Das Finanzamt akzeptierte diesen Abschlag jedoch nicht und setzte den Wert des Miteigentumsanteils auf 75.000 Euro fest. Es argumentierte, dass die Marktgängigkeit bei der Bewertung nicht berücksichtigt werden dürfe.
Das Finanzgericht Münster gab der Klage des Erben statt und bewertete den Miteigentumsanteil für die Erbschaftsteuer mit 60.000 Euro. Der Kläger konnte nachweisen, dass der tatsächliche Wert seines Anteils niedriger war als der vom Finanzamt ermittelte Wert. Das Gericht stellte fest, dass das Gesetz nicht nur eine Bewertung des Volleigentums, sondern auch eine unterhalb des rechnerischen Bruchteils des Volleigentums zulässt. Das vom Kläger vorgelegte Gutachten entsprach den gesetzlichen Anforderungen und war plausibel.
Das Gericht hielt den Marktanpassungsabschlag für gerechtfertigt, da der Erwerb eines Miteigentumsanteils erhebliche Risiken birgt.

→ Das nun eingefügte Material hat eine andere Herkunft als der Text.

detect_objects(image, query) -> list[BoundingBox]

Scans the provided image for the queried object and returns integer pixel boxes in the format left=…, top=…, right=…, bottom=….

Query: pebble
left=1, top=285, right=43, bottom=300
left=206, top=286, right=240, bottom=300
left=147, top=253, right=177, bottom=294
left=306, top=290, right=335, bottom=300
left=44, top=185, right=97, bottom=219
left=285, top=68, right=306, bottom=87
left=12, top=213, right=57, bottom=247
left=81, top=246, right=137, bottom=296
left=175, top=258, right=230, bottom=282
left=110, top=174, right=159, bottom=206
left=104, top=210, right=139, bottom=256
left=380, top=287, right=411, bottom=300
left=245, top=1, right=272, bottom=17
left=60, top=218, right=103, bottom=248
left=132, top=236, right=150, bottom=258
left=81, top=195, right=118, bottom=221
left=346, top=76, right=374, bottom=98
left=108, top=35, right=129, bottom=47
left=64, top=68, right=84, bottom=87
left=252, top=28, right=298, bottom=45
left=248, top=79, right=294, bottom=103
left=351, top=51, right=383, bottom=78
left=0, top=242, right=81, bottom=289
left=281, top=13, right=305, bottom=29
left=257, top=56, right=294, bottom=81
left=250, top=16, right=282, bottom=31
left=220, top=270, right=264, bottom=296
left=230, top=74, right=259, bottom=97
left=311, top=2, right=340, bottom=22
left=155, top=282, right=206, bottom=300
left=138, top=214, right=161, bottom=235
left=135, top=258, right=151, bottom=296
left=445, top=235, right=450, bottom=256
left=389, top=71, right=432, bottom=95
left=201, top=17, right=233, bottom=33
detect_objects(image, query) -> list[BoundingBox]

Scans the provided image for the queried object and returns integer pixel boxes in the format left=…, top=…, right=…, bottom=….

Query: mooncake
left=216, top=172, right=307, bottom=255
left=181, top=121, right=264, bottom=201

Besonders die Verwaltung eines gemeinschaftlichen Gegenstands erfordert einen hohen Abstimmungsaufwand und birgt Streitpotenzial. In diesem Fall war die vorhandene Bausubstanz wirtschaftlich wertlos, und eine sinnvolle Nutzung durch Abriss und Neubau hing von der Zustimmung der anderen Miteigentümer ab.
Das Finanzgericht Münster befand, dass der Abschlag von 20 % gut begründet sei, gestattete aber die Revision, da der Bundesfinanzhof zu dieser Frage noch keine Entscheidung getroffen hat. Ein abschließendes Urteil des Bundesfinanzhofs steht noch aus.